Hasil survei ini menunjukkan bahwa penghargaan masyarakat terhadap 
keyakinan orang lain yang berbeda dengan mereka masih tergolong 
rendah. Berbagai konflik bernuansa agama di negeri ini, 
mengindikasikan bahwa toleransi memang menjadi entitas 
yang "langka". Belum lagi ditambah dengan konflik internal agama. 
Semuanya memperlihatkan bahwa kehidupan beragama di negeri ini belum 
berkembang secara "dewasa".

Melihat ketidakharmonisan yang dilandasi alasan agama itu, rasanya 
tak berlebihan jika masyarakat perlu menengok ke Kelenteng untuk 
belajar soal toleransi terhadap keyakinan "yang berbeda". Sebab 
tempat ini mengajarkan tentang keterbukaan, toleransi, serta menjadi 
arena percontohan praktik demokrasi yang cukup elegan dalam 
menjalankan keyakinan agama masing-masing. Di tempat inilah bisa 
disaksikan betapa harmoninya hubungan antara mayoritas dengan 
minoritas, dengan tidak adanya ruang bagi tegaknya tirani mayoritas.
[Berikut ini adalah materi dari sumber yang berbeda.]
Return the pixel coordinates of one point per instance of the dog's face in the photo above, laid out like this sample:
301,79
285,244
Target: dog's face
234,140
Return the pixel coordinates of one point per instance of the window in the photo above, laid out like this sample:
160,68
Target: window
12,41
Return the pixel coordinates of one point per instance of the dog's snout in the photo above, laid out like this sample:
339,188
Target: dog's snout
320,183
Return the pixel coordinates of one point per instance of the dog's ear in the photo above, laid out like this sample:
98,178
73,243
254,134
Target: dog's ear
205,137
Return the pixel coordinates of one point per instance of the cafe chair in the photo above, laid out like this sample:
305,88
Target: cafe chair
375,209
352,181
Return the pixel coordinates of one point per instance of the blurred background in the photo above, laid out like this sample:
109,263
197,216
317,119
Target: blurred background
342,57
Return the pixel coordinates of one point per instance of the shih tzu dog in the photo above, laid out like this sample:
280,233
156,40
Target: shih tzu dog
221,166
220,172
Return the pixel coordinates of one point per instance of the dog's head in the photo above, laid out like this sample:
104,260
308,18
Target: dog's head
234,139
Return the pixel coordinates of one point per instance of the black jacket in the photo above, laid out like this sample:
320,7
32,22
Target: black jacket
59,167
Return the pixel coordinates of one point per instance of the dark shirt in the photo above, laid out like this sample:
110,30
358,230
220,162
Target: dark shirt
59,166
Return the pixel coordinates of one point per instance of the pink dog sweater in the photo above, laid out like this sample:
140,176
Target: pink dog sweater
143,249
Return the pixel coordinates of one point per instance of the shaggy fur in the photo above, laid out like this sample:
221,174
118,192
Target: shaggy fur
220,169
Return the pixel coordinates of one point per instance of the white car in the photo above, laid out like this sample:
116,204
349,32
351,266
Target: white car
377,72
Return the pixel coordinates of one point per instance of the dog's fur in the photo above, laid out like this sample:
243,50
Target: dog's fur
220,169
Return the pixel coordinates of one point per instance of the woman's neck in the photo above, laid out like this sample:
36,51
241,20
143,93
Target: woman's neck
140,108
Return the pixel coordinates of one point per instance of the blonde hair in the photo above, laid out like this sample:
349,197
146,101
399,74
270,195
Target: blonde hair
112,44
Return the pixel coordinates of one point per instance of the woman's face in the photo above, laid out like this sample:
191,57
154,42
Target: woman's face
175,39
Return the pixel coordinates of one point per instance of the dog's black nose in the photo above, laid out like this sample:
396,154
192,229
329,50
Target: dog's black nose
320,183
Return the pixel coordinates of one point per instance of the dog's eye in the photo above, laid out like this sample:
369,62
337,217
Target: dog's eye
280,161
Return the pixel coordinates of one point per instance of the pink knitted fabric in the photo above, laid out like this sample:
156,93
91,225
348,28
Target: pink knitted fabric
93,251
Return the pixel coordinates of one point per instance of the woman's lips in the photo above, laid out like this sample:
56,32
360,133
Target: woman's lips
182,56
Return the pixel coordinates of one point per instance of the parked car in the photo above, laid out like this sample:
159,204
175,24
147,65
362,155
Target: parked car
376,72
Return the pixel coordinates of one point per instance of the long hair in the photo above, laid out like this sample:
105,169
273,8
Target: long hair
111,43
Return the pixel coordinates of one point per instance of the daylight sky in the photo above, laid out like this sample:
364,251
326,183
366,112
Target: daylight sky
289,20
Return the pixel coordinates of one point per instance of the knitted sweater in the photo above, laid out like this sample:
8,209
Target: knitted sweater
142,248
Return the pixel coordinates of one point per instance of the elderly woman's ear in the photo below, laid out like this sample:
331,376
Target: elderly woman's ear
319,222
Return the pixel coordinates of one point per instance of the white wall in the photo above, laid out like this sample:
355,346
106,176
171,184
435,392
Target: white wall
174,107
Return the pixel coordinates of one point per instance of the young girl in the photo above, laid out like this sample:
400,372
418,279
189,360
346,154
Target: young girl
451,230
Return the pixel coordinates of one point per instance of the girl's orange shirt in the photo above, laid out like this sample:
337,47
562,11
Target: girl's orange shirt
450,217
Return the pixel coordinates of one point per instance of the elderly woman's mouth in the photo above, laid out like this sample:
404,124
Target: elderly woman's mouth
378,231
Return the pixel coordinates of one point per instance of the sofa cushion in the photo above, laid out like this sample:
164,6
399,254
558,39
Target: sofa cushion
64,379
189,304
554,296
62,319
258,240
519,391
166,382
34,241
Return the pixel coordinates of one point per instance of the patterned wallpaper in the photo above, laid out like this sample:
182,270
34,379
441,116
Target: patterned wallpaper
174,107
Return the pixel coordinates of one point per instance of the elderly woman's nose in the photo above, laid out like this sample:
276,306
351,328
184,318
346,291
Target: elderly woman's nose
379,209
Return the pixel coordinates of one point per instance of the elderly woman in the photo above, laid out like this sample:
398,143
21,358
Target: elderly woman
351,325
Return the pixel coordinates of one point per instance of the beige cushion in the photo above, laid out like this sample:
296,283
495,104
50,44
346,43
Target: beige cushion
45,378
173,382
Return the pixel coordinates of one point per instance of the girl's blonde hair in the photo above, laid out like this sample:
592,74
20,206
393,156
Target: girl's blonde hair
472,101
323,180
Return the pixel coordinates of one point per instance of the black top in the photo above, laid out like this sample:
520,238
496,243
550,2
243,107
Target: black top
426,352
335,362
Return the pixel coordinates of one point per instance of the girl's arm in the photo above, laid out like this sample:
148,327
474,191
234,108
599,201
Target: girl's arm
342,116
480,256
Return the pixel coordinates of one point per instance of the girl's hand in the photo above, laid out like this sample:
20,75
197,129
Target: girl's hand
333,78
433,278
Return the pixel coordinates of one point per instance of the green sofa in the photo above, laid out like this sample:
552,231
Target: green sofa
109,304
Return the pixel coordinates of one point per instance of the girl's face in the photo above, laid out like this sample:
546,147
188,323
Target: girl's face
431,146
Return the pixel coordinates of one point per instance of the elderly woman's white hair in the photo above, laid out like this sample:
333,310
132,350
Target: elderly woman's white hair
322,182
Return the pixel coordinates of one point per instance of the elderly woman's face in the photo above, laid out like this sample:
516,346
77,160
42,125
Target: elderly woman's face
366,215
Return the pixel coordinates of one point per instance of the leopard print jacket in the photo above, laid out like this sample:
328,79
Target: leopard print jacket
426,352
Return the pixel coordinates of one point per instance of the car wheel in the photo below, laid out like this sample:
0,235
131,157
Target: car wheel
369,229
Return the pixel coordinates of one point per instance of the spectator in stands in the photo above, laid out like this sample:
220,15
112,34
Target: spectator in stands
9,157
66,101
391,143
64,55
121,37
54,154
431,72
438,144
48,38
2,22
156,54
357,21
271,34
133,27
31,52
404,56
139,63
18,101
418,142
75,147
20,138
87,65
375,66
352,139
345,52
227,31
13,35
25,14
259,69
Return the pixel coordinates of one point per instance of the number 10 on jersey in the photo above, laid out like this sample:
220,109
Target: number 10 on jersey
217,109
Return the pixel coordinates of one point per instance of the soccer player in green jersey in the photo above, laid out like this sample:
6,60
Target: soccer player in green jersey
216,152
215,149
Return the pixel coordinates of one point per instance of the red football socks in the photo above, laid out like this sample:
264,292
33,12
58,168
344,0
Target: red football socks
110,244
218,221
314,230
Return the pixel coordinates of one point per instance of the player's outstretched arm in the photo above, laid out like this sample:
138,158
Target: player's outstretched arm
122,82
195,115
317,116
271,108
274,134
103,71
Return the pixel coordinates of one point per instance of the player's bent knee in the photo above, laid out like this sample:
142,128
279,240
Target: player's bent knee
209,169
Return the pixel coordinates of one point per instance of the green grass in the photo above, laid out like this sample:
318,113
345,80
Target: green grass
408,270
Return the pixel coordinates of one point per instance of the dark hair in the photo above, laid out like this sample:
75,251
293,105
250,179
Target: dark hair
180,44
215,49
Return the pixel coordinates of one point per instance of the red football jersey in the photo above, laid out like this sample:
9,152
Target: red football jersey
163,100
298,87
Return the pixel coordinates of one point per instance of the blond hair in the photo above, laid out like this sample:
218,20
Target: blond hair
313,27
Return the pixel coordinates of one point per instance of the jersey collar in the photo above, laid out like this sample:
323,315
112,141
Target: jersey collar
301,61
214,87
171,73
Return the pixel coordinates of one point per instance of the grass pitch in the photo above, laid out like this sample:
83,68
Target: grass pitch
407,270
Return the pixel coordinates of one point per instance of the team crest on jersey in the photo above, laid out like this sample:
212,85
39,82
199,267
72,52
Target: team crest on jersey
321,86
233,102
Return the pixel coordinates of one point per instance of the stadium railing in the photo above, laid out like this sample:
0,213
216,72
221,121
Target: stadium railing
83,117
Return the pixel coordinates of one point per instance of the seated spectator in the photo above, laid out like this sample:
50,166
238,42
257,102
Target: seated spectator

Berbeda dengan tempat ibadah agama-agama misionaris, Kelenteng punya 
karakteristik tersendiri yang unik. Dalam sejarahnya, Kelenteng 
merupakan tempat ibadah bersama warga Tiongkok yang beragama Tao, 
Kong Hu Cu, dan Buddha. Di Indonesia, tempat ini juga populer dengan 
sebutan Kelenteng Tri Dharma, untuk menggambarkan 
adanya "kolaborasi" tiga agama tersebut. Dikarenakan pengaruh dari 
ketiga ajaran itu, antara Kelenteng yang satu dengan lainnya 
memiliki "patung pemujaan" yang berbeda-beda pula.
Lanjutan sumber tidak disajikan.